Vladimir Tarnopolski
По ту сторону тени
(Jenseits der Schatten; Beyond the Shadow)

A Multimedia Opera

The impulse for my work on the opera was given by two antique sources – Plato’s Parable of the Cave and the legend of Pliny the Elder about the Origin of Painting from the Shadow.

Plato presents the world in which we live in a figurative way as a cave, where all the people in the world are prisoners sitting in this cave. They can only see its wall, on which gleams of light from outside cast fanciful shadows. These shadows are what the prisoners of the cave perceive as the real world. The prisoner who goes out as a free man becomes blinded from the sunlight. If he is to return to the cave and attempt to explain to the prisoners what in truth is real life, his congeners will take him for a madman and might even deprive him of his life. By means of this parable Plato illustrates the idea of the great chasm between the world of appearances visible to us and the world of true ideas.

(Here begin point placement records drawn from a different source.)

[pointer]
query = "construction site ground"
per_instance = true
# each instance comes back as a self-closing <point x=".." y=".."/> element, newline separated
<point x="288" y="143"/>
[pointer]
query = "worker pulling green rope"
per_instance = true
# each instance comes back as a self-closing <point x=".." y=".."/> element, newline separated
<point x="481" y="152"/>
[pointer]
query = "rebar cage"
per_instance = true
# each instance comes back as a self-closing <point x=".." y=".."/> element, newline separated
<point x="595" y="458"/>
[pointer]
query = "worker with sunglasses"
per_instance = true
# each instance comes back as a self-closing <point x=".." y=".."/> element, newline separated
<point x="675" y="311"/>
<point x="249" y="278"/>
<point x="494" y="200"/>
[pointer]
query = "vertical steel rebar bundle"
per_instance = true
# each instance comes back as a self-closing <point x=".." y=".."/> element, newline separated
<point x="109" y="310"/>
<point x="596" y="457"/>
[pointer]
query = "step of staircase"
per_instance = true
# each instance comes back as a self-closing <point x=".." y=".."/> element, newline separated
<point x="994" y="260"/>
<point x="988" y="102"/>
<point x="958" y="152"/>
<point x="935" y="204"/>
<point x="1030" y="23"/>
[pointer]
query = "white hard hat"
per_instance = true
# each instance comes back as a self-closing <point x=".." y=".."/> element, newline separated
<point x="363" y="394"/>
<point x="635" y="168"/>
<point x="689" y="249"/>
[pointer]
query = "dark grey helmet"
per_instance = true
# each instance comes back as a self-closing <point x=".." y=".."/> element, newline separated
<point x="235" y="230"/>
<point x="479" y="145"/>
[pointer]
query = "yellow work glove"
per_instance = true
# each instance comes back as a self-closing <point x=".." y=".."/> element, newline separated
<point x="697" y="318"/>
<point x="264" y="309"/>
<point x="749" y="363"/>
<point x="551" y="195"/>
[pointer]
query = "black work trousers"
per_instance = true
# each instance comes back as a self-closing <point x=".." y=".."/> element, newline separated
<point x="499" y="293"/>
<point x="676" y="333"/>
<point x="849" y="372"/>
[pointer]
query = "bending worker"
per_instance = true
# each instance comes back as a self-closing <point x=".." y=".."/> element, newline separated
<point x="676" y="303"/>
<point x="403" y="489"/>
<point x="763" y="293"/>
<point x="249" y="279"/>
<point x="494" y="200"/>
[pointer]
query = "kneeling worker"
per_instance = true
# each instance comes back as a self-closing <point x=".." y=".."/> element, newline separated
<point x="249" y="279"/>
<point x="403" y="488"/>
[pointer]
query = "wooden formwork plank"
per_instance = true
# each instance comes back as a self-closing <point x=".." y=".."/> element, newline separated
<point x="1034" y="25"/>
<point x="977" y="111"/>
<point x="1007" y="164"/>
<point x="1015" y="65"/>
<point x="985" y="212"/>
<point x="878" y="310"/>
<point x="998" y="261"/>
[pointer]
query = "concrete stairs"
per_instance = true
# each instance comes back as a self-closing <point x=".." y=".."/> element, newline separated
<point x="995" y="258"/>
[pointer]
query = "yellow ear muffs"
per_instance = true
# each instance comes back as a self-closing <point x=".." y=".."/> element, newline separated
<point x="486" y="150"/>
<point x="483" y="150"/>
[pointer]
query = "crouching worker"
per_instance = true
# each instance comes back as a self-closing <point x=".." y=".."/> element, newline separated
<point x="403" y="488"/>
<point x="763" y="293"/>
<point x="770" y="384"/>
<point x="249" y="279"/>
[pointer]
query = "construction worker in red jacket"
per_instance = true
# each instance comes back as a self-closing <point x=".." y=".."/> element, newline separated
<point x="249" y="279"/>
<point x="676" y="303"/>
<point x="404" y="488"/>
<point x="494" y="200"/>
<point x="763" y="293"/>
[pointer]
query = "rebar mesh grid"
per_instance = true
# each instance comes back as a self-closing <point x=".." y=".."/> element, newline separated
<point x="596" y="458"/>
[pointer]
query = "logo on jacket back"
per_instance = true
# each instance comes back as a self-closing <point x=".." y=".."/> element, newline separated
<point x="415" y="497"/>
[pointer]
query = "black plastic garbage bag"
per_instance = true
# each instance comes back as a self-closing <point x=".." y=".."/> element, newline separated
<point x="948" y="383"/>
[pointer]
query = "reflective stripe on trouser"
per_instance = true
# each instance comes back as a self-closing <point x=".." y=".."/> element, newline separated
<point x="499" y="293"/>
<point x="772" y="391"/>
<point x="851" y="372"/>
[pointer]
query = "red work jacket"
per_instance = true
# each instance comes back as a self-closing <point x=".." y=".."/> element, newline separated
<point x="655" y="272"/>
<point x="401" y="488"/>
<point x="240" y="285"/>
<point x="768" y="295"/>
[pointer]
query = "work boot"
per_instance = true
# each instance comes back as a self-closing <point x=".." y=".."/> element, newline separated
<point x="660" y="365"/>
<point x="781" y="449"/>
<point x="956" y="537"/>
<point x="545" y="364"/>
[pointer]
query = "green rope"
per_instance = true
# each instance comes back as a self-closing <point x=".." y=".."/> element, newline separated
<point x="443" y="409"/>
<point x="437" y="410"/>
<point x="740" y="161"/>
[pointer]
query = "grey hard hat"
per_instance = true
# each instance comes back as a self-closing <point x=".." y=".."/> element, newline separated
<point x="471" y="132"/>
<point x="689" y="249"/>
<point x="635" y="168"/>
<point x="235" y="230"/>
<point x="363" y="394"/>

In another ancient Greek legend, described by Pliny, the shadow presents itself as the prototype of the visual art of painting. Wishing to preserve the visual image of the man she loves, who is setting out to war, the girl traces with a piece of coal the outline of his shadow, thereby creating an artistic image. This is how the art of painting was born.

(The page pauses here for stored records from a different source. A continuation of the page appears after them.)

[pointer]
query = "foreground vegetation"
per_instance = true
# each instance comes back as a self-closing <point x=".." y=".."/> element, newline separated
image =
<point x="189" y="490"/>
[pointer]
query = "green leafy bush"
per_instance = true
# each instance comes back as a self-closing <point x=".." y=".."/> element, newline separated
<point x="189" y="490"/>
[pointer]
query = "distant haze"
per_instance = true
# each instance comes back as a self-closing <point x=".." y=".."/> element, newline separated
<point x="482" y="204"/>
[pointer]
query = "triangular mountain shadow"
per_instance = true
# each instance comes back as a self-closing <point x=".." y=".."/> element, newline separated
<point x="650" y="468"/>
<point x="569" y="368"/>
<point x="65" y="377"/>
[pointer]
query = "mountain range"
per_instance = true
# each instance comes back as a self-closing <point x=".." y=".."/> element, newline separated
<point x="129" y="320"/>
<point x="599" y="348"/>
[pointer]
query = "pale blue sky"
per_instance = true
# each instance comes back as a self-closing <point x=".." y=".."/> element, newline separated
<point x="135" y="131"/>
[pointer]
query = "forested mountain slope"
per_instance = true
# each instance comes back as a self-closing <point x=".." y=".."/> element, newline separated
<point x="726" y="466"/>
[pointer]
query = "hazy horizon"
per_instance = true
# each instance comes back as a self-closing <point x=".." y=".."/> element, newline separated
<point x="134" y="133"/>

Both of these parables are based on various interpretations of the phenomenon of the shadow. For Plato the shadow presents a signs of the world of ideas (Eidoses) in the visible world. For Pliny the shadow becomes an intermediary between the visible world and the world of art. In my scenario I made the attempt to confront together these two approaches, to present them in development and inter-cross-connection. In this “three-level universe” (the world of ideas – the visible world – the world of the arts) it is the Arts in particular – notwithstanding Plato’s well-known opinion of them – that can liberate the prisoners of Plato’s cave, demonstrating to them the path toward Light. And, in contrast to Pliny’s approach, the shadow, painting and the other forms of art present something much more substantial than merely optical or acoustic phenomena. True knowledge and true art have to do with passing beyond the limitations defined by the shadow, which becomes the field of confrontation between Light and Darkness.

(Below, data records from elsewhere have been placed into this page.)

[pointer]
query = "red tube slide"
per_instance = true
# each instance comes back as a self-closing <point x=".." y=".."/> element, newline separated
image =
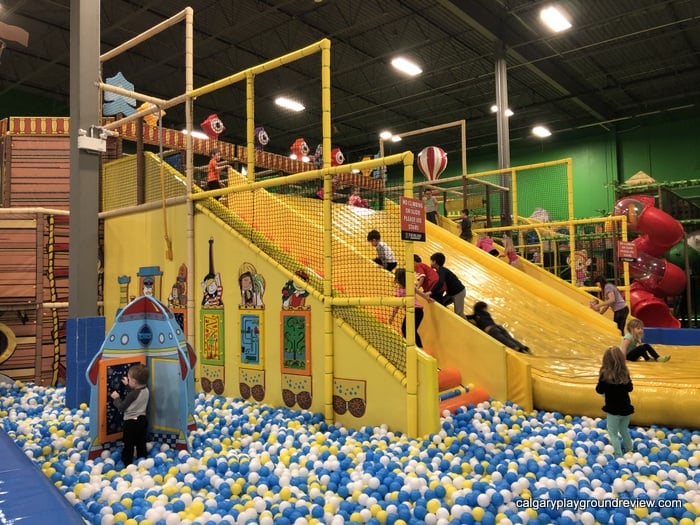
<point x="655" y="278"/>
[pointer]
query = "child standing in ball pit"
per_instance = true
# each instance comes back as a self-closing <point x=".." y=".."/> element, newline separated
<point x="385" y="255"/>
<point x="134" y="406"/>
<point x="615" y="384"/>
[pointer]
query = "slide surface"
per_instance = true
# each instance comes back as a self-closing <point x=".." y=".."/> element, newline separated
<point x="567" y="338"/>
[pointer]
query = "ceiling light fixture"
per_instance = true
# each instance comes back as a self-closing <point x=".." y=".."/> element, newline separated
<point x="289" y="104"/>
<point x="554" y="19"/>
<point x="406" y="66"/>
<point x="541" y="131"/>
<point x="196" y="134"/>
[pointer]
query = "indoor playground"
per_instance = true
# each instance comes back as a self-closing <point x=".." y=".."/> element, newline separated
<point x="283" y="390"/>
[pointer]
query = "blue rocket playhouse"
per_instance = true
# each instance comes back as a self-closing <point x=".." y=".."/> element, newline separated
<point x="146" y="332"/>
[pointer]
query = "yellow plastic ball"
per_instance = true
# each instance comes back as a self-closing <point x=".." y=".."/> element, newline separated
<point x="285" y="493"/>
<point x="433" y="505"/>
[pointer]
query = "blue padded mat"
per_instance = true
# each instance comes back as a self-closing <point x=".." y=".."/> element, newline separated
<point x="26" y="495"/>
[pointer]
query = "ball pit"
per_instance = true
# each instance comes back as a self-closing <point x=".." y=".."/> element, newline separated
<point x="249" y="463"/>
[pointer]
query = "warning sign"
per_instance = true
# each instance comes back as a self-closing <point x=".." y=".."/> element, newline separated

The dramaturgy of the opera is based on the parallel development of two lines. The arts are presented in the opera n the form of a female vocal trio. The prisoners of the cave are presented by a male vocal trio. These seem to be two “three-headed” characters possessing three voices each who sing only in ensemble. The visual prototype of the female vocal trio is the Ancient Greek sculpture The Three Graces, whereas the prototype of the male trio is Rodin’s set of sculptures Shadows (from his compositions The Gates of Hell based on Dante). In the instrumental episodes the Arts and the Prisoners are presented respectively by a Female and Male Dancer. This, in particular, is the only character who reaches the Light. The two instrumental ensembles, situated on opposite tiers of the hall, are directly connected with their protagonists; the first ensemble – with the Arts, and the second – with the Prisoners.

The libretto is based on fragments of texts from Dante’s Divine Comedy, Leonardo’s The Argument of the Arts about their Primary Place, Ekhnaton’s Hymn to the Sun and other Classical sources.